At around Rs 35,000 crores, the direct cash transfer is the lowest in the world. The large number of unorganised sector workers, including migrant workers have been excluded. Their long march home was a no-confidence vote in this package offered by the government. Clearly the government needs to add many more dimensions including a less selective cash transfer of a minimum of Rs 5000 each through Jan Dhan and MNREGA accounts to cover the three weeks of the lockdown as a first installment.

The other aspect of sealing all borders is how it will affect the movement of essential goods inter-state. Although the central government has expanded its list of essential goods, in fact the sealing of borders has led to a large pileup of trucks on the national highways. Every state is dependent on the other for one or other essential supplies. Sealing of borders should not lead to a crisis in this transportation. Already prices of essential commodities are hitting the roof. Central government should ensure these blocks of supplies are removed.

In this context, the central government needs to do much more to strengthen the good initiatives taken by state governments, some much better than the central government has taken. This requires grants to the states. The Disaster Management Act which is being used for punitive measures of imprisoning workers also has a clause for fund transfers to state governments.  The central government must strengthen the capacity of the states by helping them with fund transfers as mandated by the Act.

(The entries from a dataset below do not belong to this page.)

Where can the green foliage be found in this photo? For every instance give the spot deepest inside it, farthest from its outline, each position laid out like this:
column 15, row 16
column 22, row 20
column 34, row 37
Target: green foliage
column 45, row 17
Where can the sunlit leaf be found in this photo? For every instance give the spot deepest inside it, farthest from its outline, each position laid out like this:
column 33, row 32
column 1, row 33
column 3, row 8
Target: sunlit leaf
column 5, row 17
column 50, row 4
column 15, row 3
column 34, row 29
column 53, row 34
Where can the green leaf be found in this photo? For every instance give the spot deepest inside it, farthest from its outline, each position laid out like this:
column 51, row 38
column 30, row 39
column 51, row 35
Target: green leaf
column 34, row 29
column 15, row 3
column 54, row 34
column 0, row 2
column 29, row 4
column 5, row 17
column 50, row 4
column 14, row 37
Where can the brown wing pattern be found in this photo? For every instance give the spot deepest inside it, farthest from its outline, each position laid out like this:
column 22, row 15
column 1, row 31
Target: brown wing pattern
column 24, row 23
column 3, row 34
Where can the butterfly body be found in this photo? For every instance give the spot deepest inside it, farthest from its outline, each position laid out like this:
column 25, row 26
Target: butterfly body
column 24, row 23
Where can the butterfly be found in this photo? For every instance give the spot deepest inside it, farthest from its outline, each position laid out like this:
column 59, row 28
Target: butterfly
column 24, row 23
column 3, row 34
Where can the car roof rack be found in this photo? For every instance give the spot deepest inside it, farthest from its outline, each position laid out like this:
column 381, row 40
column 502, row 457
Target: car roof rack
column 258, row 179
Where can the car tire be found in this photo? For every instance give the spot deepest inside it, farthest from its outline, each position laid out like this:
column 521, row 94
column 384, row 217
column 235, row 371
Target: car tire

The LDF government of Kerala under the leadership of  Pinarayi Vijayan has proved to be an inspiring example of people centered initiatives to deal with the coronavirus crisis. Apart from the package it announced long before the lockdown, it formulated a policy for migrant workers for the provision of shelter and food. Its efforts have been recognised and lauded even by the Supreme Court of India. The Kerala government has repeatedly asked the central government to permit it to increase the limits of the market borrowing waiving the conditions of the FRBM Act. But it has not received central sanction. Now the central government has set up a trust in the name of the prime minister. Why such a trust should be required when there is already the PMs relief fund available is highly questionable.  Moreover it will centralise all such “donations” with no provisions to share the funds with the states. Also, the ministry of corporate affairs has notified that CSR funds can be used in activities to fight the coronavirus.  The notification should include a clause that companies can also contribute to efforts being made by state governments in this area. The centre needs to develop a mechanism of more consultation with the states which will also help states to learn from each other’s experience.

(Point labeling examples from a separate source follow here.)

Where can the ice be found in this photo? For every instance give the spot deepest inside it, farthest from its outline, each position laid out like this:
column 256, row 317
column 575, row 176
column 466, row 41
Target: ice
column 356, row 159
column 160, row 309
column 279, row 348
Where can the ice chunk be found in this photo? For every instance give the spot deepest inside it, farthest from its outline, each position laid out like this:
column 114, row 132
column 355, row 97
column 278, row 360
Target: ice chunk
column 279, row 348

This week has also shown that the government is far behind in the requirements in the health sector for meeting the challenge. Medical personnel do not have the required PPE, the personal protective equipment so essential to protect doctors, nurses and caregivers who are in the frontline to help those affected by the virus. In the rural areas, the government has totally neglected the training of the lakhs of ASHA workers leave alone increasing their allowances. These are the health workers who are expected to monitor all cases in the villages under their jurisdiction. India is still following a policy of low rates of testing because of lack of proper testing kits.  Almost all public health experts consider this harmful as it can lead to a dangerous situation of undetected cases spreading the infection. In this period of lockdown, the government must fill the gaps in a mission mode. For this it requires to allocate sufficient funds. The Rs 15,000 crores announced is totally inadequate.

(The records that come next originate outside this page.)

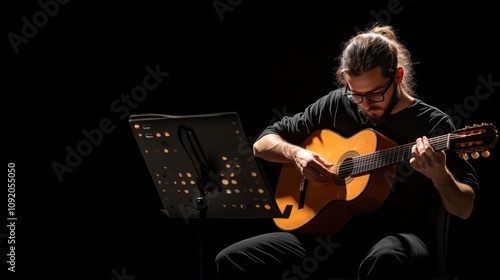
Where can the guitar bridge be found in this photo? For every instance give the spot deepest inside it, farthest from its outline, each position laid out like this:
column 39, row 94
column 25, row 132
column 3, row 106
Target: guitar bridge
column 302, row 189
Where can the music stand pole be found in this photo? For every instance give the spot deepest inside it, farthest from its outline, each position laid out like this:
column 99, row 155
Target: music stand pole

At a time of a health emergency it is all the more necessary to use the Indian constitution as a reference in all the actions taken. Federalism and the constitutional provisions for states to have a fair share in national revenue is one such issue. The other is democracy and equal status of all citizens. India’s unity so crucial in the battle to save India’s people from this coronavirus will be strengthened if the government of India would keep the democratic and federal character of the constitutional framework  in mind when taking decisions which affect the whole country.